A persistência do “jeitinho” na sociedade brasileira.

Enviada em 08/03/2020

A expressão “jeitinho” brasileiro refere-se ao modo criativo e improvisado de solucionar situações problemáticas em benefício próprio, mesmo que os métodos utilizados não sejam corretos. É notório que essa é uma característica adversa dos brasileiros, que leva a corrupção e a desigualdade. E sua persistência na sociedade é facilitada por dois fatores principais: a pessoa que pratica o ato é recompensada e a pessoa que presencia e não se opõe a ele.

Em primeiro lugar, fica evidente que, majoritariamente, a pessoa que pratica o “jeitinho” brasileiro é recompensada por tal feito, seja furando a fila, dando ou aceitando troco errado, comprando produtos pirata, fazendo “gatos” para utilizar energia elétrica, usando a vaga de cadeirantes e entre outros. Dessa forma, essas situações vistas como rotineiras mostram-se nocivas e contribuem para uma sociedade corrupta e desigual.

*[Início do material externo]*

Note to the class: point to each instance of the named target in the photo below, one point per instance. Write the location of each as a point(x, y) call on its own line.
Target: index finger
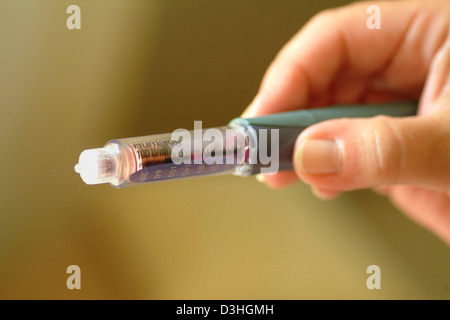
point(336, 58)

Além disso, as pessoas que presenciam atos de corrupção diária e não se opõem contribuem para a continuação de tais ações no dia a dia. Mas também, a mídia utiliza de propagandas sobre a temática tratando-a como algo normal e passando a sensação de normalidade a esses feitos. Assim, ocorre a banalização dessas práticas transgressoras facilitando sua persistência na sociedade brasileira.

Portanto, é notório que o “jeitinho” brasileiro é nocivo a sociedade e precisa ser desestimulado. O Ministério da Educação, órgão responsável pela educação brasileira, deve ofertar palestras em escolas sobre a temática e reproduzir vídeos por meio da mídia conscientizando a sociedade para que essas ações corruptas rotineiras não voltem a acontecer.